I am bashing my head against Java's Temporal API. I can't find anything in the Java Docs or anywhere else that'll answer what I need to do. I simply need to at 1,000,000,000 seconds to a date and return the date, calculating the moment someone lived a billion seconds (somewhere around 30 years.)
public Temporal getGigasecondDate(Temporal given) {
final long gigasecond = 1000000000;
final long gigaDays = gigasecond / 60 / 60 / 24;
Duration amount = Duration.ofDays(gigaDays);
Temporal date = amount.addTo(given);
return date;
}
I get an error saying Exception in thread "main" java.time.DateTimeException: Unit must be Years, Months or Days, but was Seconds
and I can't for the life of me find a way in the JavaDocs, or anywhere else, figure out how to get the unit to years, months, or days.
All I need to do, is return a Temporal object that states the moment someone has lived a billion seconds.
ZonedDateTime.of( // Mom gave birth at 3 AM in year 2000, New Zealand time.
2000 , 1 , 23 , 3 , 45 , 0 , 0 , ZoneId.of( "Pacific/Auckland" )
) // Returns a `ZonedDateTime` object.
.plus(
Duration.ofSeconds( 1_000_000_000L ) // A billion seconds.
) // Returns another `ZonedDateTime` object. Immutable objects in *java.time* means we get a fresh object rather than “mutating” (altering) the original.
.toString() // Generate a `String` representing the value of our `ZonedDateTime` object, using standard ISO 8601 format wisely extended to append the name of the time zone in square brackets.
2031-10-01T05:31:40+13:00[Pacific/Auckland]
The Answer by Andreas is correct.
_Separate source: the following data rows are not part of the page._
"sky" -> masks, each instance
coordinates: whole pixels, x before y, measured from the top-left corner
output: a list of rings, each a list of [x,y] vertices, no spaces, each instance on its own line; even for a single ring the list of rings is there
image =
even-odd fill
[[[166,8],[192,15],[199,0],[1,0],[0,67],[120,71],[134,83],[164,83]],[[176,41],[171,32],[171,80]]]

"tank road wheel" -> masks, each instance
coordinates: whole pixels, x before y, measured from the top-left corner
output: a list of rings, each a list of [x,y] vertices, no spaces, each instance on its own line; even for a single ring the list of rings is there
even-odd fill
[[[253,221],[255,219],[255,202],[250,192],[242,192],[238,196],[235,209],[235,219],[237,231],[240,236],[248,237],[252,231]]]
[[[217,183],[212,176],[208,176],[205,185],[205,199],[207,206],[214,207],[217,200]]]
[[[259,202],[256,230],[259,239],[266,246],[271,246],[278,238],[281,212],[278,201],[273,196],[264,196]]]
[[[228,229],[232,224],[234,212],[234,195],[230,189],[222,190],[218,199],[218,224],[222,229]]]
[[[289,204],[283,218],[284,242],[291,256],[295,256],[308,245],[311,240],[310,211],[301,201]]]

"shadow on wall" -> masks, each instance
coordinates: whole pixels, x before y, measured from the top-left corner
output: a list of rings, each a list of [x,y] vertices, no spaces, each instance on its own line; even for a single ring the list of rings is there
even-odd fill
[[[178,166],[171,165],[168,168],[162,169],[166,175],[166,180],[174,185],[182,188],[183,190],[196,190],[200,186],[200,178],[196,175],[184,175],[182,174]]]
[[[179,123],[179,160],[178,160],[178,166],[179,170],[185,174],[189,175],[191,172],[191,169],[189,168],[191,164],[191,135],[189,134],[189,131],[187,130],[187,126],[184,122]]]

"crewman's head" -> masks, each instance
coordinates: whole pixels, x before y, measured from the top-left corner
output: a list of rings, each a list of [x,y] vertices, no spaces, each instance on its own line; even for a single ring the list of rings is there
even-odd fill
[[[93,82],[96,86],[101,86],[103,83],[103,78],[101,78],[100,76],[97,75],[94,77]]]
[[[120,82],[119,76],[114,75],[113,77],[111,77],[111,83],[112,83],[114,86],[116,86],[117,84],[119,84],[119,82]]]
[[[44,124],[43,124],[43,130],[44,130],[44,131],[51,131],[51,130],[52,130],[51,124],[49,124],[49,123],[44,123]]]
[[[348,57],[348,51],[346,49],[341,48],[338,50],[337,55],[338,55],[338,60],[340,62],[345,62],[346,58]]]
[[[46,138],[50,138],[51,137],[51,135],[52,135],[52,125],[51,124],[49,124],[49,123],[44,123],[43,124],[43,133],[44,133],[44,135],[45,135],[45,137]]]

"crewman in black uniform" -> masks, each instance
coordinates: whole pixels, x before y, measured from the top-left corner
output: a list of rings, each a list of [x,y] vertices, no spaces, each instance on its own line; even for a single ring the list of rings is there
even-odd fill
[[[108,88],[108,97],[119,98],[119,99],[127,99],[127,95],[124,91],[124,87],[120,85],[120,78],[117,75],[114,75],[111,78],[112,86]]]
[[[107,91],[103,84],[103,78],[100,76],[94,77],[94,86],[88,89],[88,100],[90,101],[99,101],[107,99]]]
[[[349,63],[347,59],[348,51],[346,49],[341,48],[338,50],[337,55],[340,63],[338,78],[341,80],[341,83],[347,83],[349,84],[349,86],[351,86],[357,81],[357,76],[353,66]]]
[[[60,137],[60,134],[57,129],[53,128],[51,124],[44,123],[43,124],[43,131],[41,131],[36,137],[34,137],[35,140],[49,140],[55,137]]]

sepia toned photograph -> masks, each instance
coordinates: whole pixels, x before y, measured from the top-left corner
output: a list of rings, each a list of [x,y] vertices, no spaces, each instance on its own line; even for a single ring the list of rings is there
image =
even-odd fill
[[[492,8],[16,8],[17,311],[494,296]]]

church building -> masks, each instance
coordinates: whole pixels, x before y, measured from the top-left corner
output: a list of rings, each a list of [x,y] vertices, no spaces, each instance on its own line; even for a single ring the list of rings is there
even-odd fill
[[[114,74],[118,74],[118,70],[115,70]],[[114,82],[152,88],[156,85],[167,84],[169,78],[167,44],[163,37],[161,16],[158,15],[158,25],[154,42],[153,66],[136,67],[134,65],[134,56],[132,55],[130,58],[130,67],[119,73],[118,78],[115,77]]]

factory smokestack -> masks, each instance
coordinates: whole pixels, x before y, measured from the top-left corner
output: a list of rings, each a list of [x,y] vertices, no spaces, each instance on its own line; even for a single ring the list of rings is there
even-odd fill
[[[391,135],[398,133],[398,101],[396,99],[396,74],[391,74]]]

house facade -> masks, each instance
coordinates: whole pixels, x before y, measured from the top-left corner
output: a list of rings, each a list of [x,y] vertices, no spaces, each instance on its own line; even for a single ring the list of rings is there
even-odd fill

Here are a few more thoughts.
Temporal
The documentation for java.time explains that generally in an app you should be using the concrete classes rather than the interfaces and superclasses. To quote from Temporal
interface:
This interface is a framework-level interface that should not be widely used in application code. Instead, applications should create and pass around instances of concrete types, such as LocalDate. There are many reasons for this, part of which is that implementations of this interface may be in calendar systems other than ISO. See ChronoLocalDate for a fuller discussion of the issues.
[add] 1,000,000,000 seconds to a date and return the date,
Determine the moment of the person's birth.
LocalDate ld = LocalDate.of( 2000 , Month.JANUARY , 23 ) ;
LocalTime lt = LocalTime.of( 3 , 45 ) ; // Mom gave birth at 3 AM in New Zealand time.
ZoneId z = ZoneId.of( "Pacific/Auckland" ) ;
ZonedDateTime zdt = ZonedDateTime.of( ld , lt , z ) ;
See that same moment in UTC, if useful.
Instant instant = zdt.toInstant() ;
Define the amount of time to add. The Duration
class represents a span of time not attached to the timeline.
Duration d = Duration.ofSeconds( 1_000_000_000L ) ;
Add.
ZonedDateTime zdtLater = zdt.plus( d ) ;
Or, in UTC (same moment, different wall-clock time).
Instant instantLater = instant.plus( d ) ;
See this code run live at IdeOne.com .
zdt.toString(): 2000-01-23T03:45+13:00[Pacific/Auckland]
instant.toString(): 2000-01-22T14:45:00Z
d.toString(): PT277777H46M40S
zdtLater.toString(): 2031-10-01T05:31:40+13:00[Pacific/Auckland]
instantLater.toString(): 2031-09-30T16:31:40Z
If you care for only the date, without the time-of-day and without the time zone, extract a LocalDate
.
LocalDate ldLater = zdtLater.toLocalDate() ;
You can call plus(long amountToAdd, TemporalUnit unit)
, with unit as ChronoUnit.SECONDS
:
public static Temporal getGigasecondDate(Temporal given) {
return given.plus(1_000_000_000, ChronoUnit.SECONDS);
}
Test
System.out.println(getGigasecondDate(LocalDateTime.of(2000, 1, 1, 0, 0)));
System.out.println(getGigasecondDate(ZonedDateTime.of(2000, 1, 1, 0, 0, 0, 0, ZoneId.of("America/New_York"))));
Output
2031-09-09T01:46:40
2031-09-09T02:46:40-04:00[America/New_York]
So, someone born at midnight on Jan 1, 2000 will be 1 billion seconds old on Sep 9, 2031 at 1:46:40 AM, assuming no Daylight Savings Time.
If they lived in New York, it would be at 2:46:40 AM EDT.